Health Insurance (Section 3C General Medical Services – Ventral Mesh Rectopexy Services) Revocation Determination 2023
The purpose of the revocation determination is to revoke the Health Insurance (Section 3C General Medical Services - Ventral Mesh Rectopexy Services) Determination 2022 which contains item 32118. This Item will be incorporated into the GMST by the Health Insurance Legislation Amendment (2024 Measures No. 1) Regulations 2024 on 1 March 2024.

Health Insurance (Section 3C General Medical Services – Telehealth and Telephone Attendances) Amendment (No. 1) Determination 2024
The purpose of the Health Insurance (Section 3C General Medical Services – Telehealth and Telephone Attendances) Amendment (No. 1) Determination 2024 is to amend the Health Insurance (Section 3C General Medical Services – Telehealth and Telephone Attendances) Determination 2021 from 1 March 2024. The amendment Determination will implement Government's response to recommendations from the Taskforce relating to Psychiatry services and also make administrative changes.

Health Insurance (Section 3C Midwife and Nurse Practitioner Services) Amendment (No. 2) Determination 2023
The purpose of the Health Insurance (Section 3C Midwife and Nurse Practitioner Services) Amendment (No. 2) Determination 2023 is to introduce three participating nurse practitioner services under the MBS.

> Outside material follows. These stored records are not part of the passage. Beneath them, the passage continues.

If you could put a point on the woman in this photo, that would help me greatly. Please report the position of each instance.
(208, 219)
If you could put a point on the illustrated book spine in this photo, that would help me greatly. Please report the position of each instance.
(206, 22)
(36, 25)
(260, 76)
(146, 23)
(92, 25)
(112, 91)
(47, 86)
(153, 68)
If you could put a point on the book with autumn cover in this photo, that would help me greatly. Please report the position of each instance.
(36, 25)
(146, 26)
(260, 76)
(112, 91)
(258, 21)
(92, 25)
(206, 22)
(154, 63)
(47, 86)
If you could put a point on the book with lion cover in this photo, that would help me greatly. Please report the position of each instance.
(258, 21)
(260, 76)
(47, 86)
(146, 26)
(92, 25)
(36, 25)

Health Insurance (Section 3C Cleft and Craniofacial Services) Determination 2024
The purpose of the Health Insurance (Section 3C Cleft and Craniofacial Services) Determination 2024 is to repeal and remake the Health Insurance (Section 3C Cleft Lip and Cleft Palate Services) Determination 2020. This remake will implement the Taskforce recommendations related to cleft dental services and modernise the clinical practice for treating patients with cleft and craniofacial conditions.

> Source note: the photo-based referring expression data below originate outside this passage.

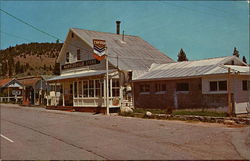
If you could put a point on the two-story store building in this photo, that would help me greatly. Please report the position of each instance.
(82, 80)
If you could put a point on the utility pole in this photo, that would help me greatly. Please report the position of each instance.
(107, 85)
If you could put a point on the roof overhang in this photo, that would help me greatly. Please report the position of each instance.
(79, 75)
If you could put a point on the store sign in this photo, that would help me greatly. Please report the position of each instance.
(81, 64)
(16, 92)
(99, 47)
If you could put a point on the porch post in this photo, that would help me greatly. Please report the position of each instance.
(229, 93)
(73, 92)
(34, 95)
(55, 94)
(107, 86)
(63, 94)
(8, 94)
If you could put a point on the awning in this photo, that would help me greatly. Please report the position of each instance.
(84, 74)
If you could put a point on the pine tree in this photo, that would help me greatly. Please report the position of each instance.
(182, 56)
(236, 52)
(244, 59)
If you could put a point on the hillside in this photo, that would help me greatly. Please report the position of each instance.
(29, 59)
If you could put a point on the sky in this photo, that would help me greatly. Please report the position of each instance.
(204, 29)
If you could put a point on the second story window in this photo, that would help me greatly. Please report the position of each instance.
(144, 88)
(218, 85)
(67, 57)
(160, 87)
(78, 54)
(245, 85)
(182, 87)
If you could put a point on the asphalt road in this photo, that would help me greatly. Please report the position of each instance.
(39, 134)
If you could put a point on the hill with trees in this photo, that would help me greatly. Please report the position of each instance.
(29, 59)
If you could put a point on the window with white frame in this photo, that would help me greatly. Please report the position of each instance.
(97, 88)
(67, 57)
(85, 88)
(115, 88)
(245, 85)
(182, 87)
(80, 88)
(75, 89)
(91, 88)
(78, 52)
(218, 85)
(160, 87)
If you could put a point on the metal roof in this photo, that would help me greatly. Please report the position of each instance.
(133, 53)
(192, 68)
(83, 74)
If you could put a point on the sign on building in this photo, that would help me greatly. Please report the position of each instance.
(99, 47)
(16, 92)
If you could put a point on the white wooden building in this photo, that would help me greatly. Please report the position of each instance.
(82, 78)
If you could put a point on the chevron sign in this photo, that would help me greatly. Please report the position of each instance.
(99, 47)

Health Insurance (Section 3C General Medical Services – Allied Health Services) Determination 2023
The purpose of the Health Insurance (Section 3C General Medical Services – Allied Health Services) Determination 2024 is to repeal and remake the Health Insurance (Allied Health Services) Determination 2014, which is due to sunset on 1 April 2024. This remake will ensure that Medicare benefits continue to be payable for allied health services performed by those practitioners.

Please note that this news page is correct at the date of publication listed under “Page last updated” and does not account for any updates to the MBS since this time.